Na bolsa que carrego ao meu lado tem:
Um
livro.
Um
pacote com seis sanduiches feitos na véspera da viagem.
Três
goiabas
Duas
maças verdes (muito, muito azedas)
Um
pacote de biscoito belvita
Uma
garrafa grande de água.
De
todos esses itens agora, na verdade, só restam duas goiabas. E o livro. Não
comi o livro. Guimarães Rosa com Riobaldo e Diadorim estão sendo minhas
companhias durante essa aventura. ‘Aventura’ essa que está consistindo
basicamente em alternar entre ler, escutar musica, comer, ver a paisagem e
pensar na vida. Os momentos de musica precisam ser especiais, o celular agora
só tem 11% de bateria. Desespero de novo.
Essa
é a viagem mais longa que já fiz. Viagens longas nos dão tempo de sobra para
refletir. Já tive pensamentos vagos, rasos e outros fortes, profundos.
O ônibus
está cheio, mas nem tanto. A grande maioria dos passageiros são idosos. Tem
duas crianças, não tem bebês. Graças a deus não tem bebês! Nada contra bebês,
mas viajar com bebês é diferente. É uma tortura. Escuto papos aleatórios nas
poltronas ao meu lado. Eles discutem quanto tempo falta para chegar. Tem um
senhor sem-noção. Ele escuta a radio no celular sem o fone de ouvido. Para mim,
todas as pessoas que escutam algo alto quando tem mais outras pessoas ao lado
dela que não são obrigadas a escutar o que ela quer, todas essas pessoas não têm
noção. Esse senhor não tem. Chiei. Ele desligou.
Todos
aqui concordamos em um ponto: o ônibus para demais! É o chamado pinga-pinga,
sabe? É raro uma hora em que não haja pausa. São pausas que alternam entre 15,
20 e 30 minutos. A viagem poderia ser reduzida em no mínimo umas cinco horas se
não se parasse taaanto.
Trouxe
comigo uma caixa de dramim na ilusão de que apagaria depois que tomasse o
primeiro comprimido. Mera ilusão. Não enjoei, mas também não dormi o tanto que
queria. De madrugada uma senhora ao meu
lado passou mal. Foi linda a trilha sonora dela vomitando no caminho (isso
contém ironia!). Ofereci um dramim, ela falou alguma coisa que não entendi e
recusou. O estrago já estava feito mesmo, não é...
Na
hora do almoço, a maioria sacou das mochilas marmitas entupidas de comida.

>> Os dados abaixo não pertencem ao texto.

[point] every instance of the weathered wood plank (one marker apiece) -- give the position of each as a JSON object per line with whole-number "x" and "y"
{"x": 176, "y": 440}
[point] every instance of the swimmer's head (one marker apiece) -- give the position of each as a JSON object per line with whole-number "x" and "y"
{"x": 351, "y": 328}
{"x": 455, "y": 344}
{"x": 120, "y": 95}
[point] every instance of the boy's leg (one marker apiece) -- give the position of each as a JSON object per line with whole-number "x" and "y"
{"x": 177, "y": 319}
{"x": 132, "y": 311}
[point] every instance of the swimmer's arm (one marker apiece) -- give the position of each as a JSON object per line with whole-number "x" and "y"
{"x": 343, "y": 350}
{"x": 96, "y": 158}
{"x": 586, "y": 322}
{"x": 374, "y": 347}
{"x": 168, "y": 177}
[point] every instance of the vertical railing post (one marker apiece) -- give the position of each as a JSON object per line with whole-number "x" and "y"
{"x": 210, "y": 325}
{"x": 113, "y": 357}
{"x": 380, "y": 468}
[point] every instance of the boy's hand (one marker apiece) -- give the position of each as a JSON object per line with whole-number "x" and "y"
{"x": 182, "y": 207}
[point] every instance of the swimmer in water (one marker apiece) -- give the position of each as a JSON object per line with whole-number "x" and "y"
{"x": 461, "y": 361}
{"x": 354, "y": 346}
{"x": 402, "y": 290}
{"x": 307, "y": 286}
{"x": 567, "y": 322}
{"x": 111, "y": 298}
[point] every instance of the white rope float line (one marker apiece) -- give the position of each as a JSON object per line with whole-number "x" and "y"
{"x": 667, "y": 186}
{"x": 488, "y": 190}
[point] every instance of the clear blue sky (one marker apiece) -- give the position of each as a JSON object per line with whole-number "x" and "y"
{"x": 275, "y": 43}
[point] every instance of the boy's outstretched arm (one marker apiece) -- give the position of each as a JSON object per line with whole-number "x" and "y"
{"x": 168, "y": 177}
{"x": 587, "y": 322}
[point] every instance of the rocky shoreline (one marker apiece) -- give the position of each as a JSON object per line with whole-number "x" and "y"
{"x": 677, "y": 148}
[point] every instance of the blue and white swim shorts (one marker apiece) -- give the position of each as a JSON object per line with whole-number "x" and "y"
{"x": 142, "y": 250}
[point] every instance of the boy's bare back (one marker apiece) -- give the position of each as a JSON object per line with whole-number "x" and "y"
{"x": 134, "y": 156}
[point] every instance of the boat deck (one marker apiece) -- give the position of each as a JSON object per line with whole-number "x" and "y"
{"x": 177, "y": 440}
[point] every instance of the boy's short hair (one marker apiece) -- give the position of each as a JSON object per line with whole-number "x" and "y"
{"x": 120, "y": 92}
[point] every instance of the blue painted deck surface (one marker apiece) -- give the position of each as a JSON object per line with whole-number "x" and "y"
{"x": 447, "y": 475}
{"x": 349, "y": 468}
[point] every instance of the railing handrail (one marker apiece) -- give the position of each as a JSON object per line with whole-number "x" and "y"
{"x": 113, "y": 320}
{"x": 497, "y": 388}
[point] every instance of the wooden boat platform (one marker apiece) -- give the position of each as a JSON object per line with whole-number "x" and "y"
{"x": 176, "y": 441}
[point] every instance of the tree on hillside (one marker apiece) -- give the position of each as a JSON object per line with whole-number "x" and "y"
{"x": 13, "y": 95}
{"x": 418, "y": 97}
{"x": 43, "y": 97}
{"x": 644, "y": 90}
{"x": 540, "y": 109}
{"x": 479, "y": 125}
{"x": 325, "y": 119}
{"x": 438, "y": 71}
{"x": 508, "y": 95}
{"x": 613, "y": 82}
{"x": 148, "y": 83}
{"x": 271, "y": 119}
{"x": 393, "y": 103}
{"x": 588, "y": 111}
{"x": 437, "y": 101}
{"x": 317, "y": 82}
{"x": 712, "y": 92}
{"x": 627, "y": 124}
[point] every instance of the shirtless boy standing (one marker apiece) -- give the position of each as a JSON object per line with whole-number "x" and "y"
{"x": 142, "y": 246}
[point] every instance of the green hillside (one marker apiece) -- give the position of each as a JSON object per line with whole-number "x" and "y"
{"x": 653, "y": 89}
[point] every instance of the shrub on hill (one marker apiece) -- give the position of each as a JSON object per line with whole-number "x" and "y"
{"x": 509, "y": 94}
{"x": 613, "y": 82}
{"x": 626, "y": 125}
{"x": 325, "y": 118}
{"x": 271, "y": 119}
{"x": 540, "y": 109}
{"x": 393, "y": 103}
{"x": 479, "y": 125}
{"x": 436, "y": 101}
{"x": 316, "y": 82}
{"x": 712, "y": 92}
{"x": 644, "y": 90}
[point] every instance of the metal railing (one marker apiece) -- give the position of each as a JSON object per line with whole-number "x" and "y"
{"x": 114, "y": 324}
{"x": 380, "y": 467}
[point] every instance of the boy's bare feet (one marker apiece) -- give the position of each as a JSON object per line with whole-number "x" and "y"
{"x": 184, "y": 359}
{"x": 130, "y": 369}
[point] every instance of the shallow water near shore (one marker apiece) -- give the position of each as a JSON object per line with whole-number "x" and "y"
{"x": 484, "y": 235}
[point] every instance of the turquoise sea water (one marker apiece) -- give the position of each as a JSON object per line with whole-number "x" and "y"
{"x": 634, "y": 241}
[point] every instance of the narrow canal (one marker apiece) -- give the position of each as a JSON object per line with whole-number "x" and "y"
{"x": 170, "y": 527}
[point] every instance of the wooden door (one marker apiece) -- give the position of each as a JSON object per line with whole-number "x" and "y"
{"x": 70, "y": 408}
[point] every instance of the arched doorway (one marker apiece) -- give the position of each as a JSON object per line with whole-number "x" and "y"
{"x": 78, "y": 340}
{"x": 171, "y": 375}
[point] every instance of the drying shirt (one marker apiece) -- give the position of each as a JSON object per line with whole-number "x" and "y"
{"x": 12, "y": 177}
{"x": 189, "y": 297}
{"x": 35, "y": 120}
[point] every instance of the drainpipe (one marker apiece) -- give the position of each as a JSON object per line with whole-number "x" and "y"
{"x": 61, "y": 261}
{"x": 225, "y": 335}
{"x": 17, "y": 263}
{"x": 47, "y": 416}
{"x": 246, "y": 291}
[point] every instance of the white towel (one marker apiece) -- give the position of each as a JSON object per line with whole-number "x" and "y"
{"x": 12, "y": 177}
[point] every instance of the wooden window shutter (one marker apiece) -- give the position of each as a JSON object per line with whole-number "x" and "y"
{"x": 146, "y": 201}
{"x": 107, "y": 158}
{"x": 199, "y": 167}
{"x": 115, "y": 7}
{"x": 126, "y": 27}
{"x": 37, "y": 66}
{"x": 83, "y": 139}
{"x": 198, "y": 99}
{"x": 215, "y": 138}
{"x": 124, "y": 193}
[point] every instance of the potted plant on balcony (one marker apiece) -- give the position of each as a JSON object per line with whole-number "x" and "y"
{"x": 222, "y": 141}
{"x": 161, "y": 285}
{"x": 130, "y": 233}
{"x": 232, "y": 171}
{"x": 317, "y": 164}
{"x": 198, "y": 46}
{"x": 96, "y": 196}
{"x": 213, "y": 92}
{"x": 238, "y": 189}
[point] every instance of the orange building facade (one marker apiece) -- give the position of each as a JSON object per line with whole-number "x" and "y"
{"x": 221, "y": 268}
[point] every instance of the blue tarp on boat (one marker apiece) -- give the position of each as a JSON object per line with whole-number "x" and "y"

Comida pesada mesmo: carne, arroz, feijão, macaxeira... O ônibus ficou super
cheiroso. Isso também contem ironia.
Duas
das milhares pausas foram para limpar o banheiro. Necessário. Depois de um
tempo sem lavar se sente o odor. Definitivamente não gostaria de estar nas
poltronas mais atrás.
As
recomendações que tenho para dar até agora são:
Tenha consigo lanches leves
Tenha um carregador portátil!
Tome dramim
Tome água
Tenha um cobertor
Não viaje perto do banheiro
Não esqueça o fone de ouvido
Leia um livro.
Restam
agora só mais algumas horas para chegar ao meu destino. A viagem de dois dias
me faz criar expectativas. Chegar em casa e tomar café com tapioca e queijo
coalho com a família reunida está sendo agora a maior delas. Agora vou tomar
outro dramim, na esperança de não enjoar, apagar e acordar na minha terrinha.